What Daniel does do, however, is ham it up shamelessly to the camera, looking shocked at his success in legally acquiring a gun and shipping it back to the UK in his suitcase. In reality, if he’d been a shooter his face would have been wracked with nerves because he knew baggage handlers were likely to dent his gun…
Daniel spends around £2,000 on the pistol, and that’s before you account for his flight, accommodation and travel expenses. if you’re not already convinced that our licence fee money is being used unwisely, the dream team of Greg and Daniel then visit the Birmingham Arms Fair and blow a further £2.5k on another pistol, just to prove it’s possible in the UK too (either that or Daniel’s caught the collecting bug.)

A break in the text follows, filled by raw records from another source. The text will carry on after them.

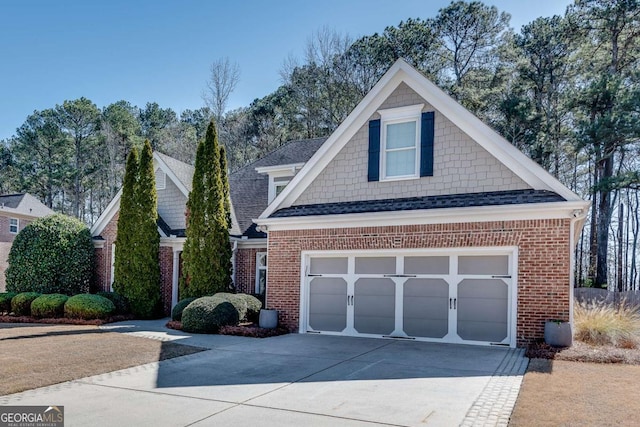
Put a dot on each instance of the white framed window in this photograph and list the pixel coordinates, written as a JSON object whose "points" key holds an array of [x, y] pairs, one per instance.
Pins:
{"points": [[261, 272], [14, 225], [161, 180], [400, 143]]}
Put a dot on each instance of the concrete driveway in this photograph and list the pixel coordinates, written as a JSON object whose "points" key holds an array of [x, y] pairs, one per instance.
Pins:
{"points": [[296, 380]]}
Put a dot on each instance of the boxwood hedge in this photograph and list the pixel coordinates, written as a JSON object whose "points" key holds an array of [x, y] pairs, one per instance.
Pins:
{"points": [[208, 314], [88, 306], [53, 254], [21, 303], [49, 305]]}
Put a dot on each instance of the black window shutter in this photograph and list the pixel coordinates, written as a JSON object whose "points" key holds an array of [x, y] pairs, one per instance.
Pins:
{"points": [[374, 150], [426, 145]]}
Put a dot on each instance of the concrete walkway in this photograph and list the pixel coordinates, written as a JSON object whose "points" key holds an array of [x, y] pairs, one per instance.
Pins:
{"points": [[295, 380]]}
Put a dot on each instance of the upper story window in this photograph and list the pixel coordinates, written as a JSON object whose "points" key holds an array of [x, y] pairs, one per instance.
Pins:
{"points": [[14, 224], [400, 143]]}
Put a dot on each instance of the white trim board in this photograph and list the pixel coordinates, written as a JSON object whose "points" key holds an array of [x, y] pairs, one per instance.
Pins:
{"points": [[401, 72], [453, 278], [552, 210]]}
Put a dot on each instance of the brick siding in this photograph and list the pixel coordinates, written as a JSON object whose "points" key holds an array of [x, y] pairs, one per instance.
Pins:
{"points": [[460, 165], [5, 235], [543, 261], [246, 269]]}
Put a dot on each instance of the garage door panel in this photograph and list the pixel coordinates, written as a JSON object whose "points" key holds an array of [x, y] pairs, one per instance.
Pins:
{"points": [[374, 306], [482, 310], [329, 265], [426, 265], [425, 295], [327, 304], [425, 308], [484, 264]]}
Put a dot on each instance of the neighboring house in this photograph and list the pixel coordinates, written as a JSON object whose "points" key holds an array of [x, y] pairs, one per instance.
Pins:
{"points": [[413, 219], [16, 211]]}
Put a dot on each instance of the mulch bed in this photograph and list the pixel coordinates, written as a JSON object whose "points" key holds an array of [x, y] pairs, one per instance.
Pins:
{"points": [[245, 330], [65, 320], [581, 352]]}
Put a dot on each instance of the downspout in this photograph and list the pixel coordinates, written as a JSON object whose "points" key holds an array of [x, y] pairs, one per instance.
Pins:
{"points": [[234, 249], [578, 216]]}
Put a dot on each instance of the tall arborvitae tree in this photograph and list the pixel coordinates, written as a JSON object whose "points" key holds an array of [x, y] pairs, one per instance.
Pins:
{"points": [[125, 237], [226, 204], [206, 250], [144, 292]]}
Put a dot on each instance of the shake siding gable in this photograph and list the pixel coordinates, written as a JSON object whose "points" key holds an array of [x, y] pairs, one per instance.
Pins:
{"points": [[171, 205], [460, 165], [543, 261]]}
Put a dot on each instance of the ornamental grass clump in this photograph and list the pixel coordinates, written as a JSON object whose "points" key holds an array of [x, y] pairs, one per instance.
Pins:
{"points": [[48, 306], [604, 324], [21, 303]]}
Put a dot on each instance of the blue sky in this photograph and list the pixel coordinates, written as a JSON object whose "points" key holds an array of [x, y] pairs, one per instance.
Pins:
{"points": [[160, 51]]}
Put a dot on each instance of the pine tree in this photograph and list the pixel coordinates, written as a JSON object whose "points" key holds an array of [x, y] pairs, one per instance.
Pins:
{"points": [[123, 269], [206, 255], [144, 295]]}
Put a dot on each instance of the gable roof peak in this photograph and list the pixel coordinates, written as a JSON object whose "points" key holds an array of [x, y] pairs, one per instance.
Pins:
{"points": [[402, 72]]}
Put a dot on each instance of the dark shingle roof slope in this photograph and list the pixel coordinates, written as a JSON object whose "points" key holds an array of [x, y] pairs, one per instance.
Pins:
{"points": [[249, 189], [11, 200], [495, 198]]}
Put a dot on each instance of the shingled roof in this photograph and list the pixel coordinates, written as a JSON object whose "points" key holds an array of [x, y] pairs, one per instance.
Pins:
{"points": [[494, 198], [23, 204], [182, 170], [249, 189]]}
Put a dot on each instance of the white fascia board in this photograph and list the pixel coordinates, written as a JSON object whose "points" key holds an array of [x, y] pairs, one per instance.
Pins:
{"points": [[250, 243], [277, 170], [158, 162], [551, 210], [338, 139], [106, 215], [528, 170], [177, 243]]}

This, some footage of the dream team trying ineffectively to buy ammunition on the internet without an FAC, and a barrister using a kettle analogy to explain the need for an electronic firearms register is the heart of the banning-the- guns argument, and it could have all been done in about five minutes for a lot less cash. incidentally, the BBC gave the guns they bought to the police, and they’re now probably cluttering up valuable storage space.
Counter-arguments are, predictably, given much less time. the Historical breechloading small-arms Association’s (HBSA) Derek Stimpson is interviewed, and talks very sensibly about why an electronic register wouldn’t work, stating that ‘what would eventually happen is that all the collectors would put them on the register but the criminals wouldn’t – they’re the ones that buy the ammunition, and clearly they’re not going to come along and declare it’.
Stimpson does an excellent job of putting forward his point of view, but for me the best voices of reason in the programme were also the least expected: Dylan Duffus and Simeon Moore. These two former criminals now have a programme that goes into schools and strives to keep young black men from being drawn intro crime, showing them that ‘death, jail and (poor) mental health – these are the only three things that are guaranteed from this lifestyle’.
The pair talk about the guns available on the street, listing the huge number of illegal pistols, automatics and shotguns that they’ve personally used before talking about antiques, brilliantly making the point that the ‘loophole’ around legal antiques isn’t the reason so many shootings are happening, but rather that the need to acquire guns of any sort is a by-product of this destructive lifestyle. they do, however, comment that antiques are the most reliable guns, which should warm the heart of anyone who thinks CNC machines have corrupted the art of gunmaking.
Towards the end of the programme, one of this pair comments that: ‘we need to change the whole way we operate, because for me that’s the only thing that’s going to take us away from where we are now’. If only that were also true of the BBC, and they could see that sensationalist reporting on the effects, rather than the causes of the problems can only make things worse for everyone.